The institute, which has taught more than 100,000 police officers throughout the country learn communication skills over the past two decades, was brought to Lakewood by its new director of Public Safety, Alfred D. Peters. Lakewood is the first municipal police department in Ocean County to use the program, he added.
It was taught at the State Police academy in Sea Girt, where Peters was commandant.
He said Verbal Judo was a communications skill being offered to his nine probationary police officers, their training officers and supervisors.
“We are giving them another tool for the toolbox, to reach in and use it when they need it,” he said.
“It’s based on an old policing philosophy. I’ve known a lot of police officers and their greatest skill was communication,” he said. “Over the years that’s been lost. We’re trying to bring it back.
“People are afraid to engage in conversation,” he added. “That’s how you are going to find out what’s going on.”
The $2,000 cost for the program will be insignificant when considered in light of what it will accomplish, said Shanahan.
The goals of the program are to reduce the number of civil complaints against the police, decrease the number of lawsuits from those complaints, enhance safety and reduce the stress level police officers experience at work.
It also aims to raise the level of professionalism in the department and increase safety awareness.
“It is a communication curriculum matching up Eastern and Western philosophy as it relates to conflict resolution for law enforcement,” Shanahan said.
Effective communication is a component that is missing in today’s police academies, he added.
“I have worked with cops in my career who could talk a dog off a meat wagon,” he said. While it was not his intent to pass along that skill yesterday, he did want to arm the probationary patrolmen with a tactical skill set that would generate voluntary compliance by offenders in a confrontation.

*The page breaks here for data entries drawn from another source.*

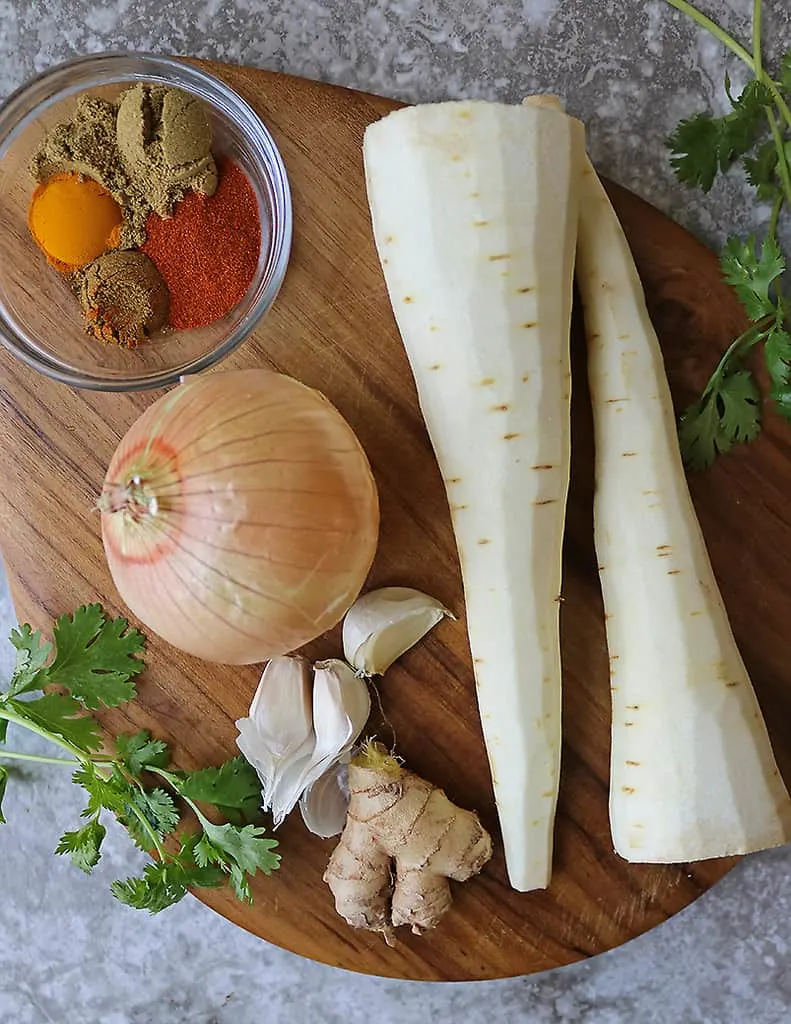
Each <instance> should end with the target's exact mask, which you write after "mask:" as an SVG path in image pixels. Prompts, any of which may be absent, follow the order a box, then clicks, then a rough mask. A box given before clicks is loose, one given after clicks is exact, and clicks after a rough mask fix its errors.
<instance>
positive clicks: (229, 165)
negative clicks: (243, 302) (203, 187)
mask: <svg viewBox="0 0 791 1024" xmlns="http://www.w3.org/2000/svg"><path fill="white" fill-rule="evenodd" d="M218 170H219V182H218V184H217V190H216V191H215V193H214V195H213V196H203V195H201V194H200V193H190V194H189V195H188V196H186V197H184V199H182V200H181V202H180V203H179V204H178V206H177V207H176V208H175V211H174V213H173V216H172V217H169V218H167V219H163V218H162V217H160V216H159V215H158V214H156V213H153V214H152V215H151V216H150V217H149V219H148V221H147V222H145V231H147V234H148V239H147V241H145V245H144V246H143V247H142V251H143V252H144V253H147V254H148V255H149V256H150V257H151V258H152V259H153V260H154V262H155V263H156V265H157V268H158V269H159V272H160V273H161V274H162V276H163V278H164V279H165V283H166V285H167V286H168V289H169V291H170V315H169V317H168V323H169V324H170V326H171V327H174V328H177V329H179V330H186V329H189V328H197V327H206V326H207V325H209V324H213V323H214V321H217V319H219V318H220V316H224V315H225V313H226V312H228V311H230V310H231V309H233V308H234V306H235V305H236V304H237V303H238V302H239V301H240V299H241V298H242V297H243V296H244V294H245V292H246V291H247V289H248V288H249V287H250V282H251V281H252V280H253V275H254V274H255V268H256V266H257V264H258V255H259V252H260V248H261V222H260V218H259V215H258V203H257V201H256V198H255V193H254V191H253V187H252V185H251V184H250V181H249V180H248V178H247V175H246V174H245V172H244V171H243V170H242V169H241V167H239V166H238V165H237V164H235V163H234V162H233V161H231V160H227V159H222V160H220V161H219V162H218Z"/></svg>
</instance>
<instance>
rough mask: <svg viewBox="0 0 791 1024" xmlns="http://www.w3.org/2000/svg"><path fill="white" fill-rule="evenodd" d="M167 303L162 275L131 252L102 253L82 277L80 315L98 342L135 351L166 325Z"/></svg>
mask: <svg viewBox="0 0 791 1024" xmlns="http://www.w3.org/2000/svg"><path fill="white" fill-rule="evenodd" d="M169 302H170V298H169V295H168V289H167V285H166V284H165V282H164V281H163V280H162V274H161V273H160V272H159V270H158V269H157V268H156V266H155V265H154V263H153V262H152V261H151V260H150V259H149V257H148V256H147V255H145V254H144V253H141V252H137V251H135V250H123V249H120V250H116V251H115V252H110V253H105V254H103V255H102V256H99V257H98V259H95V260H94V261H93V262H92V263H90V264H89V265H88V266H87V267H86V268H85V271H84V273H83V274H82V279H81V284H80V305H81V307H82V314H83V317H84V318H85V325H86V327H87V329H88V331H89V333H90V334H92V335H93V337H94V338H97V339H98V340H99V341H108V342H114V343H115V344H117V345H123V346H125V347H126V348H135V347H136V346H137V345H139V344H141V343H142V342H143V341H145V340H147V339H148V338H150V337H151V336H152V335H153V334H154V333H155V332H156V331H158V330H159V329H160V328H161V327H163V326H164V325H165V324H166V323H167V318H168V306H169Z"/></svg>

Shanahan used a concept he called “entertrainment” to teach the lessons of Verbal Judo.
“It is the nexus of training and entertainment,” he said.
Rebecca Torosian Guzman, a New York City actress, accompanied Shanahan and performed the part of a distraught woman caught up in different scenarios. The probationary patrolmen had to deal with her using methods they learned in the day’s training.
“Practice makes permanent,” he told them. “Under stress you’ll fall back on your training.”
He taught there are eight steps police should follow in a traffic stop:
- the greeting;
- identify yourself and your department;
- tell the reason why you are stopping the person;
- ask if there is any reason why the person violated the law;
- ask for the person’s driver’s license;
- ask for the car’s registration;
- make a decision about your course of action;
- close the encounter.
He said there are situations where that course of action must be abandoned, such as whenever there is danger to the police officer, the people or property under his or her control or whenever a suspect is fleeing a scene.
“I think it will definitely make better communications,” said police Sgt. James Van de Zilver during a break in training.
He said many of the things being taught he learned on the job over the past 10 years. But there were new things he learned, too.
“I assumed people knew right off that we were police, but there is justification in telling people that,” he said. “We are able to control the situation by taking that initiative and by explaining why we stopped them.”
“A class like this could be good for the public, too,” he said. “They would learn there are steps we take and why we do them.”